The rabbits are courtesy of Jo Robinson of Hammade. Besides rabbits, she features pigs…
They are charming and endearing, without being twee or childish. As befits a country girl, Jo respects the animals: we observe them quietly, unselfconsciously, entertaining themselves. Do go to her web site, to see the collections of prints, mugs, cards and tea towels, and to find out where she is exhibiting next.
Whereas the sheep at designjunction came courtesy of Adam Atkinson of Cherchbi.
Like me, he is from Kendal. He happened to see a story in the Westmorland Gazette about herdwick sheep fleeces being burnt by farmers because no-one wanted to buy them. By any standard, this would be a shocking waste, but in this case it is far, far worse. The life of a hill farmer is extremely hard. If they can’t sell what they produce, they will go out of business. That would not only mean the end of centuries of tradition, it would also change the landscape of the fells for ever: they are like they are because of the sheep that graze on them.
Adam felt that there had to be a better way. So began several years of research, during which he put together skilled traditional craftspeople who could take the herdwick wool and turn it into a material that would be ideal for bags, luggage, &c.
The wool from the Lakeland fells is spun in Donegal, woven in Pembrokeshire and waterproof-bonded in Oldham.
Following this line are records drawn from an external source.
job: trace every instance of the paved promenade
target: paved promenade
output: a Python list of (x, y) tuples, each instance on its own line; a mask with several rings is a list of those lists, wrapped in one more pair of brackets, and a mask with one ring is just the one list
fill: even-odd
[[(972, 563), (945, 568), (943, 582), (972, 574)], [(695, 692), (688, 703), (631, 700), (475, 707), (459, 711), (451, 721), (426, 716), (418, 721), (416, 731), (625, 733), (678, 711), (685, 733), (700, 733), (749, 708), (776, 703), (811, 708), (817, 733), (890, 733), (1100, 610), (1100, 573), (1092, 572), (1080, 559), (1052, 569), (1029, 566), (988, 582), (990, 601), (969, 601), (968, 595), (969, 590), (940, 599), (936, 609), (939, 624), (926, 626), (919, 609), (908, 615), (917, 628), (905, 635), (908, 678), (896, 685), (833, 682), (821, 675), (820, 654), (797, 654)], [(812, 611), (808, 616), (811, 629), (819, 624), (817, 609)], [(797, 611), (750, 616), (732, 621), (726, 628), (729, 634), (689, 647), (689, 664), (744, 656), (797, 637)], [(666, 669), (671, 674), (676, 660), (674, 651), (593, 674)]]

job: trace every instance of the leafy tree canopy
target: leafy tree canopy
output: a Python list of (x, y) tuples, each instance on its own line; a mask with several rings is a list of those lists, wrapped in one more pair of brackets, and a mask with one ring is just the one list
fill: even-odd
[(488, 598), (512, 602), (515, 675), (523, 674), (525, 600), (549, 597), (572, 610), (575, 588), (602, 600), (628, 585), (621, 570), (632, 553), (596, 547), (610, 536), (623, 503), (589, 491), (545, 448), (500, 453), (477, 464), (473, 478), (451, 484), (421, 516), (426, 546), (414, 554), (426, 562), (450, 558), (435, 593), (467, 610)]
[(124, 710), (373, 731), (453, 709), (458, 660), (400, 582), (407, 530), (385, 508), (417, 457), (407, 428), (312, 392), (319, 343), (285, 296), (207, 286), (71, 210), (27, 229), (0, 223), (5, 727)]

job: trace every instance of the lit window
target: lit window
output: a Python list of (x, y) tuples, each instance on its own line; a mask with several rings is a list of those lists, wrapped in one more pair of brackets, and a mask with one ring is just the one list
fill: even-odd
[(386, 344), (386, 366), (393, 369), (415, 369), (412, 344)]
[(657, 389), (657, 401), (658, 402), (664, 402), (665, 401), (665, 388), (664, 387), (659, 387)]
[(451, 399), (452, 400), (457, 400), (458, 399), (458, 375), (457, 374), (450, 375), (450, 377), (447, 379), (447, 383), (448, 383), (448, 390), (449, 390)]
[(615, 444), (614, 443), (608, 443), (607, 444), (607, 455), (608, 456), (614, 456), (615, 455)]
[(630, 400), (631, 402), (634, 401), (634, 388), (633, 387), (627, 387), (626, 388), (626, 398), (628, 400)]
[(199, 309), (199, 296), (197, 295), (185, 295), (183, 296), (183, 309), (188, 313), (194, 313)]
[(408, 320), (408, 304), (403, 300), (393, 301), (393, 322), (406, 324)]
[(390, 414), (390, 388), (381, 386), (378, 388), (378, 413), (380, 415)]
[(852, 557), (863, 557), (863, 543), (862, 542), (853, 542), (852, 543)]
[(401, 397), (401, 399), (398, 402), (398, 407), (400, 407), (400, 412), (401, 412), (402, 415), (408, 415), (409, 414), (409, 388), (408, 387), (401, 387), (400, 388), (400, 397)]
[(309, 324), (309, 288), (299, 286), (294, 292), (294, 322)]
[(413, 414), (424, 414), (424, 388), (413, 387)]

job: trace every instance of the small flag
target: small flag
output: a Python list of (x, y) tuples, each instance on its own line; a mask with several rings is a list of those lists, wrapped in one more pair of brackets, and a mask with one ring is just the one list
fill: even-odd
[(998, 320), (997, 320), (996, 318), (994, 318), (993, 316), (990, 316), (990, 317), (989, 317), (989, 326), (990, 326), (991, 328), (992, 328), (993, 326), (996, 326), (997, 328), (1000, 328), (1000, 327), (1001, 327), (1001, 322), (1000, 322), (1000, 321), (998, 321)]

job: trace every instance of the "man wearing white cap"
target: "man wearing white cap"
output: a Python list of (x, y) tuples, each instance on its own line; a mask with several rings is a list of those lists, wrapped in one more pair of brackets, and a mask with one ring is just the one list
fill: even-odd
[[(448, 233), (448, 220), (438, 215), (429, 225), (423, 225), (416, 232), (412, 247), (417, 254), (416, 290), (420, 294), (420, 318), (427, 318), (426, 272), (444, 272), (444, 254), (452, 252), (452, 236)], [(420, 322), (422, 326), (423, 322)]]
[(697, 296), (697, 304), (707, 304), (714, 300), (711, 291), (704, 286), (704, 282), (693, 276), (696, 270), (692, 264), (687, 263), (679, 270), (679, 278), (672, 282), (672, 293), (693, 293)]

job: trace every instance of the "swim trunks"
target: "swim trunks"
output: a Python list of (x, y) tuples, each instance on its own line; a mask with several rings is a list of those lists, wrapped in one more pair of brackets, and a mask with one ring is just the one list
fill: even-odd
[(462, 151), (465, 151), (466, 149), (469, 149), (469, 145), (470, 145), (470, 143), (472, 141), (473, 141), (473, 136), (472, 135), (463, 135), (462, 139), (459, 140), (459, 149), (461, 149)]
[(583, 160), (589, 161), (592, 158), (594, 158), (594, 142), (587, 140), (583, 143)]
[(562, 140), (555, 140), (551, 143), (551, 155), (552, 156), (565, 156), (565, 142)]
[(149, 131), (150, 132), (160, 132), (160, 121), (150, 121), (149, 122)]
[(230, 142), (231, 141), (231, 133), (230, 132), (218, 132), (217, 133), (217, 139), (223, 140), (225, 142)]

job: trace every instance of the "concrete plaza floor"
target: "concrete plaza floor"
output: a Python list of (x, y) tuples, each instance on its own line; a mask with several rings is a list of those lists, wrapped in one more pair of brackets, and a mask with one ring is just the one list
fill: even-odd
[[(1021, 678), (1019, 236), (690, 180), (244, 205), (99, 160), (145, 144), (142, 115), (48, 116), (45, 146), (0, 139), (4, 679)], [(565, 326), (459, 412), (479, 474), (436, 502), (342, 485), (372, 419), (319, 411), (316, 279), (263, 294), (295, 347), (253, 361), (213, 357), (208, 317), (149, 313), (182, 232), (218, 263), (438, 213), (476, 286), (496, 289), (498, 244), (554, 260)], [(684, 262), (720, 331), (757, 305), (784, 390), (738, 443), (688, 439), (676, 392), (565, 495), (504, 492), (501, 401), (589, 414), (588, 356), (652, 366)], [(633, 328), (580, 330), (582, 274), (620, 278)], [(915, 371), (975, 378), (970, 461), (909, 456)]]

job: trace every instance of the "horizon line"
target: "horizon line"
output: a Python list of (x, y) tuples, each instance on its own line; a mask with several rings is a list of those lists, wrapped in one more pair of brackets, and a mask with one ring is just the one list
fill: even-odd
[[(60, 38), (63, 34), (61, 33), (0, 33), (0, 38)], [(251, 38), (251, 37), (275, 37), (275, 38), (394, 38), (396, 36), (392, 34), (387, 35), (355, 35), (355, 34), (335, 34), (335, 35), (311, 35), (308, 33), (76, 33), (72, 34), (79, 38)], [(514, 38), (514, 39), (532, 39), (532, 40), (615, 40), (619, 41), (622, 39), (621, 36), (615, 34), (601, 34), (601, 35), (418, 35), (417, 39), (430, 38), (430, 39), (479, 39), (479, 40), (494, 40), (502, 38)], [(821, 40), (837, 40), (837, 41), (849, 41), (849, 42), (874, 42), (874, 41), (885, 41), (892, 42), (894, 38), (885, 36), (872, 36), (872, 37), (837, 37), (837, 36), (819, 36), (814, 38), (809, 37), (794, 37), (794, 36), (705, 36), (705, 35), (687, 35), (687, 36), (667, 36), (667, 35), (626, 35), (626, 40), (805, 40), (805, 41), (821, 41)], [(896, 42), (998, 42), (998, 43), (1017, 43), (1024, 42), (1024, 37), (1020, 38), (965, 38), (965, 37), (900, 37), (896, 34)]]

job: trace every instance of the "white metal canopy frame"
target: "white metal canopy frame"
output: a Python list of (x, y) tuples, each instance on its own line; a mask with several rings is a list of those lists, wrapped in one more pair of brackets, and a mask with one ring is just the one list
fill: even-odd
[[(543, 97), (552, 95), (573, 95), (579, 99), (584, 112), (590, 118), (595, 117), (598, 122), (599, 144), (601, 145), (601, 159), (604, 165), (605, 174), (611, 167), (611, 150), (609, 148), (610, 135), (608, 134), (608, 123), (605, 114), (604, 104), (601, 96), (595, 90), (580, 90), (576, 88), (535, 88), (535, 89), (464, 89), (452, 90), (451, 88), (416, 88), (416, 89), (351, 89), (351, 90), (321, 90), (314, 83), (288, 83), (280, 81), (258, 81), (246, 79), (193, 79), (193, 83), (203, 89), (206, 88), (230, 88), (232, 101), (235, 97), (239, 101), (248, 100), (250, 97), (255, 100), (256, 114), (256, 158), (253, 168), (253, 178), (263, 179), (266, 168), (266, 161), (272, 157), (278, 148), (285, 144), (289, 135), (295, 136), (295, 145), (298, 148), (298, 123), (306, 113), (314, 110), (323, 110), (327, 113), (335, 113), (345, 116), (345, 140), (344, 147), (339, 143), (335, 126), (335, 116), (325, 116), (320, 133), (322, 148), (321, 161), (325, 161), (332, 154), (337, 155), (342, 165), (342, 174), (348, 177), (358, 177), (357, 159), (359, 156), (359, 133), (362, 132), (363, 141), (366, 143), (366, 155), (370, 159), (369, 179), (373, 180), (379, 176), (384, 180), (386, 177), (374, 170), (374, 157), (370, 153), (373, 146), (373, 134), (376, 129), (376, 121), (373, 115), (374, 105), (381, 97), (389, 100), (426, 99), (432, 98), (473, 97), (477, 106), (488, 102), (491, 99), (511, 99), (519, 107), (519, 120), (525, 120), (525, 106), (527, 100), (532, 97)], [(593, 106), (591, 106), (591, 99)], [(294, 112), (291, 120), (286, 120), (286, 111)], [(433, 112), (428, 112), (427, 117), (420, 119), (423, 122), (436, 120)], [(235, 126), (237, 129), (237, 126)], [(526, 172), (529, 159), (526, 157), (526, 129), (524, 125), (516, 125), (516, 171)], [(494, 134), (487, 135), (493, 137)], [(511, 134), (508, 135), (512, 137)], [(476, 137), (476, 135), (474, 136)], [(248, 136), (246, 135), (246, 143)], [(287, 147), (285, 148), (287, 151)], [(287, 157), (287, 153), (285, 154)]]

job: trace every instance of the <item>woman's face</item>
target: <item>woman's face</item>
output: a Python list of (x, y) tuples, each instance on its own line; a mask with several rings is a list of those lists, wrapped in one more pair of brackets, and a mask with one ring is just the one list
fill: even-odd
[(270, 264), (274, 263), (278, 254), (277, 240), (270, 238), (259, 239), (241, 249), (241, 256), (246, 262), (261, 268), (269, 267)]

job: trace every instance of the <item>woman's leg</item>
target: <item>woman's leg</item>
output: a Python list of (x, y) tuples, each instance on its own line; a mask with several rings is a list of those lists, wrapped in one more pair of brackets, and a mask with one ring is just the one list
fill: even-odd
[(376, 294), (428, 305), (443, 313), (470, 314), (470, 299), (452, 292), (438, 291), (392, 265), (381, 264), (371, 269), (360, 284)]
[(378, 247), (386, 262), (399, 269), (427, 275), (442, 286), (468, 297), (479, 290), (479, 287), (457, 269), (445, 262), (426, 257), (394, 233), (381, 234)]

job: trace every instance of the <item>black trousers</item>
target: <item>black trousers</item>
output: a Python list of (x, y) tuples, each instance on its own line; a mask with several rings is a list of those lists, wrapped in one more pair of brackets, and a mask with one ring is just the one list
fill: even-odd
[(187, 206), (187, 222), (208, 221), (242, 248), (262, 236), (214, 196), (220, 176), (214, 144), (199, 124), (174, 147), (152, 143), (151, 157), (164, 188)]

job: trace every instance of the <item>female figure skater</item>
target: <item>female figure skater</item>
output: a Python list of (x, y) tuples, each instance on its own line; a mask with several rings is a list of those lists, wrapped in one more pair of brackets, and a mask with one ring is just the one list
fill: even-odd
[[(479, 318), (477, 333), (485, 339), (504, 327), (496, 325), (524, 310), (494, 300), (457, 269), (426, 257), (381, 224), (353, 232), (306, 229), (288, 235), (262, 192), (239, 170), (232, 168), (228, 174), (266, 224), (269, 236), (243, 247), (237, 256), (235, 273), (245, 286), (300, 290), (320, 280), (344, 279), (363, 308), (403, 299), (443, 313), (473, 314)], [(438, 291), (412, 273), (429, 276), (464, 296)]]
The result is some seriously desirable items, such as this Blake overnight bag:
Check out the web site to see the full range of holdalls, tablet covers, haversacks and library totes.
I particularly covet the “Barrett Flap Brief” briefcase. Not only is it made out the herdwick tweed, it is also based on a music case. As a musician I’ve never understand why a briefcase could not share with a music case an opening/closing system as secure and as easy to use with one hand.
Here’s a close-up of some of the materials used. Besides the herdwick tweed, these include vegetable-tanned English saddle leather, brass zips and fastenings, cotton and linen — all locally sourced, natural and sustainable.
If you get the chance to meet Jo or Adam, do. Besides the extra dimension you get from knowing who made what you are using, Jo is as charming as her images are, and Adam is not just a Kendalian like me, he is also tall and ruggedly handsome like me.
Best of all, you can buy from their web sites. Can you imagine better sources for Christmas presents? I know I can’t.
Note: Ham is not in the Virtual Showroom but Cherchbi is.